- Abbreviation: AMM
- Region: United States
- Headquarters: Seattle, Washington, U.S.
- Founder: Glen Yoshioka
- Origin: 2009
- Official website: theamm.org

= American Marriage Ministries =

Non-denominational Internet church

American Marriage Ministries is a non-denominational Internet church based in Seattle. The church was founded by Glen Yoshioka in 2009 and ordains and trains people to officiate at weddings. The church is a secular non-denominational organization that does not promote any specific religious ideologies, instead allowing its ministers to define their own practice and faith. This allows ceremonies to be tailored to the beliefs of the couple. The church ordained Canadian singer Carly Rae Jepsen in 2017. The church had operated entirely online until June 2019, when its ministers began performing in-person ordinations in response to Tennessee passing a law disallowing ministers ordained online from solemnizing weddings in the state.

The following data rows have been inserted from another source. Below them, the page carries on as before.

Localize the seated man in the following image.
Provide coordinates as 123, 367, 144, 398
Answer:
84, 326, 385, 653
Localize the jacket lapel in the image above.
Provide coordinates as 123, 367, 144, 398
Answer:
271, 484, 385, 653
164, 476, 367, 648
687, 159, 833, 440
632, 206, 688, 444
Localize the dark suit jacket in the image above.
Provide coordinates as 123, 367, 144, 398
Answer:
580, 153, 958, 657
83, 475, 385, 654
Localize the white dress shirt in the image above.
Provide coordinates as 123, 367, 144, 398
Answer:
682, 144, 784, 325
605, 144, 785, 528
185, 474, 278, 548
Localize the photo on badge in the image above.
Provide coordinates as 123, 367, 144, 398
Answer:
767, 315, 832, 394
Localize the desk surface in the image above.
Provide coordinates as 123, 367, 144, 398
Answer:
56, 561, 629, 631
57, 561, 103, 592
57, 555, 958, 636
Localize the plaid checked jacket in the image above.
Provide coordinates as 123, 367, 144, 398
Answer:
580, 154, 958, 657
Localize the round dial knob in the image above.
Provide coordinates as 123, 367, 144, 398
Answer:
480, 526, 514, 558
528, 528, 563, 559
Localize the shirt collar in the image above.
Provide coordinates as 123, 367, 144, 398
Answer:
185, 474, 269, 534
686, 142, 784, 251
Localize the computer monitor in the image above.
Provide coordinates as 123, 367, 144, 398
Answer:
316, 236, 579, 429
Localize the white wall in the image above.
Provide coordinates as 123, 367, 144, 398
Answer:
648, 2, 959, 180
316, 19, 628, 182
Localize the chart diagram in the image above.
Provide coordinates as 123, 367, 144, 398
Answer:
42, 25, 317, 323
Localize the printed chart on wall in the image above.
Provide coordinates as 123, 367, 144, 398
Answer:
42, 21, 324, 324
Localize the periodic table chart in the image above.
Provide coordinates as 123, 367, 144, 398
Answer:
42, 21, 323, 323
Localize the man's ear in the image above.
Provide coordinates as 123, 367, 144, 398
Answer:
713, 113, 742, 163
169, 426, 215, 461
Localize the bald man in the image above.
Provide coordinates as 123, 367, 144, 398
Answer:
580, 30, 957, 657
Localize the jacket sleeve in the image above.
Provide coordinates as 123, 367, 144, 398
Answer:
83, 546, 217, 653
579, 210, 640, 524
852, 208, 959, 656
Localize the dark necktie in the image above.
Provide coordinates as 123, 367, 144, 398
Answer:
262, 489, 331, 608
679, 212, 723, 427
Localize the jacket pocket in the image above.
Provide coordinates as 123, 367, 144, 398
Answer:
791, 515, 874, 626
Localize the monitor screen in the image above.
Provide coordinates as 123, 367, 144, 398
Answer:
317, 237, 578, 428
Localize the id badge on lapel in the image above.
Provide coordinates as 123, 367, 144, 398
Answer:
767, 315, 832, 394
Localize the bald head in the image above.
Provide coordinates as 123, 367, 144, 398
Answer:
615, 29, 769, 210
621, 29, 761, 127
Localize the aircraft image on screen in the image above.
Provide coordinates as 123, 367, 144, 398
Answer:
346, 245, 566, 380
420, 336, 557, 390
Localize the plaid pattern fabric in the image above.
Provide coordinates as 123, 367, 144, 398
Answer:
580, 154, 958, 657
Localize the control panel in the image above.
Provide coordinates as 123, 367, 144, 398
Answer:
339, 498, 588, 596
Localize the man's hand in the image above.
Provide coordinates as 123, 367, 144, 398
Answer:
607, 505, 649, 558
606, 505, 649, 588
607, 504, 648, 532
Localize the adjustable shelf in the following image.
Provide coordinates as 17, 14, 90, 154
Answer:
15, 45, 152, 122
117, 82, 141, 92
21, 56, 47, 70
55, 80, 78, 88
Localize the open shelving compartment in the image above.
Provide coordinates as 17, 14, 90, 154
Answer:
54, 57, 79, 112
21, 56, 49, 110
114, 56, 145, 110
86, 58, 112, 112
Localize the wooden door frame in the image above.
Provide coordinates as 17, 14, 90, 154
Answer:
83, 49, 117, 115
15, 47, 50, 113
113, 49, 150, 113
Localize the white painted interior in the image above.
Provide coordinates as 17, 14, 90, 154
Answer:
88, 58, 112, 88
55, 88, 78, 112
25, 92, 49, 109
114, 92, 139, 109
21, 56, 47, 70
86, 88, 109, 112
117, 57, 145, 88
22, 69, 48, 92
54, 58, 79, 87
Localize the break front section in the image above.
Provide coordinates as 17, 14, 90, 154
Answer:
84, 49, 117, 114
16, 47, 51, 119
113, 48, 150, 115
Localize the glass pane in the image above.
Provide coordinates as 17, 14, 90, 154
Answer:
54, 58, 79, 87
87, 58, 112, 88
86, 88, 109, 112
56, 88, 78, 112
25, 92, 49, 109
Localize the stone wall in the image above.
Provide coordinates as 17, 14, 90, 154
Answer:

According to Executive Director Lewis King, by June 2017 the church has ordained more than 715,000 people in the United States, including over 13,400 active ministers in Tennessee. The church performed mass ordinations in a number of cities in Tennessee, with the majority of attendees being those who had already been ordained online but need to update their status to comply with the new law.

== Officiant Training and State Registration ==
American Marriage Ministries offers online training tools and guidance available for free for ministers. AMM's Legal Requirements library is a database where ministers can look up state or county requirements. The organization also provides city-specific instructions on how to get ordained and perform marriage. For example, New York City is one of the stricter locations and requires wedding officiants to appear in person at the city clerk’s office to register (the city also charges a $15 fee.) Virginia is the most troublesome state, denying most ministers who get ordained online, but AMM has information on combating that on its website as well.

In 2022, AMM rolled out the Professional Wedding Officiant Certification course, an online training program that provides comprehensive training for ministers covering all aspects of officiating. The International Association of Professional Wedding Officiants (IAPWO) recognized American Marriage Ministries’ training course as the first IAPWO Accredited™ Wedding Officiant Training Program after launching its accreditation process and standards in 2021. The IAPWO Accredited™ designation is awarded to exceptional training and educational programs for professional officiants and celebrants, scoring each program's content and awarding credits toward IAPWO's Certified Professional Wedding Officiant (CPWO) credential for those who complete the program.

== Charitable Activities and Advocacy ==
American Marriage Ministries is active in two major areas of civic life -- supporting charities that share its values and beliefs, and defending marriage equality in states where lawmakers attempt to restrict who may or may not perform marriage. AMM has made donations of $500 or more to over 100 Non-Profit Charities across the country. Regarding marriage equality and freedom of religion, AMM is active in New York, Virginia, North Carolina, and Tennessee.

== Partnerships And Public Practices ==
American Marriage Ministries is active in the marriage equality and environmental preservation spaces. In 2018, American Marriage Ministries and the International Association of Professional Wedding Officiants (IAPWO) agreed to work together to educate first-time wedding officiants on how to perform wedding ceremonies, and to raise public awareness about the important role that professional wedding officiants play in the special events industry. American Marriage Ministries also partners with Carbon Fund to offset its carbon footprint and promote sustainable practices, especially in the wedding industry. American Marriage Ministries is not affiliated in any way with any other online churches such as the Universal Life Church (ULC) or any brick-and-mortar churches elsewhere in the country. However, AMM founder Glen Yoshioka was a former employee of Universal Life Church Monastery.